The cause of the development lies in the development phase of the teeth; a gene plays the essential role. This means that the predisposition of a Dentinogenesis imperfecta is also inheritable. Since the development of the hard tooth substance is an exchange of the cells, which has to do with dentin, there is a dentin deficiency, so that an increased water retention in the enamel can be observed.
Due to this condition, it subsequently comes to a tooth malformation. However, the malformations are visible only after breaking through the teeth. The malformations occur not only in the permanent teeth, but can already be observed in the deciduous dentition.
Symptoms, complaints & signs
As part of Dentinogenesis Imperfecta, the teeth have a mild bluish discoloration. The enamel is missing or cracked; sometimes there is also an underlying malformation because the dentin is malformed. The structure of the dentin is abnormal and also has an irregular arrangement. Due to the abrasion caused by the chewing, the enamel is subsequently destroyed.

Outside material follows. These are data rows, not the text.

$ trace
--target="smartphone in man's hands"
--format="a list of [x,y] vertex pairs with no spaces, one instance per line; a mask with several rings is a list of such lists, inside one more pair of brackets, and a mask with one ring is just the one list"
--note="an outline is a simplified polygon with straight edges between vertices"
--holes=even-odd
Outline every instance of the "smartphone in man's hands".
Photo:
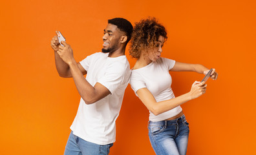
[[59,31],[58,32],[58,33],[59,34],[59,35],[58,35],[58,39],[59,40],[59,43],[61,46],[64,46],[64,45],[61,44],[61,41],[65,41],[66,39],[65,39],[65,37],[63,37],[63,36],[62,36],[61,33]]
[[204,81],[206,82],[206,81],[209,79],[209,78],[211,76],[211,71],[213,71],[213,68],[211,68],[209,72],[206,74],[206,76],[204,76],[204,79],[201,81],[201,82]]

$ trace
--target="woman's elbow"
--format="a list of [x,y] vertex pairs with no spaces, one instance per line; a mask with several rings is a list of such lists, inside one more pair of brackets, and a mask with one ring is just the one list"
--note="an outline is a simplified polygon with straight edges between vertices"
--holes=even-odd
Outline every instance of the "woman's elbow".
[[161,114],[157,107],[152,107],[150,110],[155,116]]

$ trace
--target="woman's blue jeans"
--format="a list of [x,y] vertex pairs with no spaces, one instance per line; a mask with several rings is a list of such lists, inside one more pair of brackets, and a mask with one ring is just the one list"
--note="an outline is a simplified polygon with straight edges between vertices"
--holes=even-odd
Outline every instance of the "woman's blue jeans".
[[113,143],[98,145],[85,141],[71,131],[67,142],[64,155],[107,155]]
[[170,121],[149,121],[150,142],[156,155],[185,155],[189,124],[185,116]]

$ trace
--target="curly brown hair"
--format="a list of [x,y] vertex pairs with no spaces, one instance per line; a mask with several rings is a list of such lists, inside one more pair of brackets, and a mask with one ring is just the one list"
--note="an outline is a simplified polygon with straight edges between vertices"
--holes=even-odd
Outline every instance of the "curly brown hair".
[[159,37],[167,39],[165,28],[158,23],[155,17],[142,19],[135,23],[129,50],[130,55],[139,59],[142,52],[148,53],[156,45]]

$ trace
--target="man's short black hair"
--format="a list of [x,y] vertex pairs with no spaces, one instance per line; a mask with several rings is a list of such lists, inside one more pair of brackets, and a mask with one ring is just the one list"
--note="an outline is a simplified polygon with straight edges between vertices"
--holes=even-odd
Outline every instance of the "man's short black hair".
[[123,18],[117,17],[109,19],[108,22],[109,24],[114,25],[120,30],[125,32],[127,36],[127,41],[126,43],[127,43],[131,40],[133,31],[133,27],[129,21]]

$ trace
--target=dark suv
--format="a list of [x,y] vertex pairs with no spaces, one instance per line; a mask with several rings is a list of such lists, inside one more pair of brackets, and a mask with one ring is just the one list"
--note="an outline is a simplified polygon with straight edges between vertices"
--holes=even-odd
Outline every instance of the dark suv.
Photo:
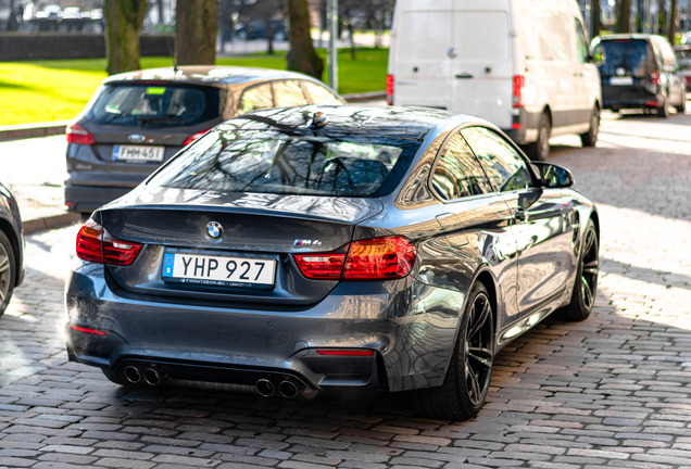
[[223,121],[250,111],[343,104],[306,75],[185,66],[113,75],[67,126],[65,206],[85,218]]
[[592,54],[600,69],[604,109],[656,110],[659,117],[669,115],[670,105],[684,112],[686,86],[664,37],[599,36],[592,42]]

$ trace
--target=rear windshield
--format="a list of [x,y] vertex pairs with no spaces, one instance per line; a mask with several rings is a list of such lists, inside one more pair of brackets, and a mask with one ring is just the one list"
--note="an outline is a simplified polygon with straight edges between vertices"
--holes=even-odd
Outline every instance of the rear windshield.
[[605,76],[627,75],[644,77],[655,71],[655,55],[645,40],[603,40],[595,47],[595,56],[602,56],[600,74]]
[[[342,136],[341,136],[342,137]],[[171,161],[149,185],[228,192],[373,198],[390,193],[420,142],[378,136],[287,136],[216,130]]]
[[189,126],[216,118],[219,109],[218,88],[105,85],[90,106],[87,118],[116,126]]

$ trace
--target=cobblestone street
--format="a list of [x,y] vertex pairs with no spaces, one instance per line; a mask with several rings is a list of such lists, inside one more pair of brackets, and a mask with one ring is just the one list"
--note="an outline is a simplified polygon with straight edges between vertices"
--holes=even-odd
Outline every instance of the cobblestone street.
[[691,468],[690,129],[691,115],[606,114],[594,149],[553,140],[549,161],[600,211],[596,306],[504,348],[467,422],[419,418],[399,395],[121,389],[67,362],[78,227],[30,236],[0,319],[0,467]]

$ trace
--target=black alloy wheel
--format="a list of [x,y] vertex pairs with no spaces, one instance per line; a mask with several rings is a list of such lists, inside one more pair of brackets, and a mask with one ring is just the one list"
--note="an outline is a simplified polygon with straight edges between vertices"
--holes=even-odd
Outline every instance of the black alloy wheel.
[[16,282],[15,277],[14,250],[4,232],[0,231],[0,315],[4,313],[8,304],[10,304],[14,283]]
[[485,286],[476,283],[461,319],[458,340],[438,388],[415,392],[417,410],[428,417],[467,420],[485,404],[494,362],[494,312]]
[[562,318],[570,321],[586,319],[595,304],[600,261],[598,233],[592,220],[588,220],[580,252],[571,301],[561,310]]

The dentin is then exposed and "chewed" over time. Using radiographs, the physician can detect a significantly reduced contrast of the tooth tissue. Sometimes the physician also notes a shortening of the tooth roots; another indication that it is a dentinogenesis imperfecta. The pulp cavities and also the root canals are closed by dentin; However, if there is still a residual pulp, no so-called secondary dentin can be formed.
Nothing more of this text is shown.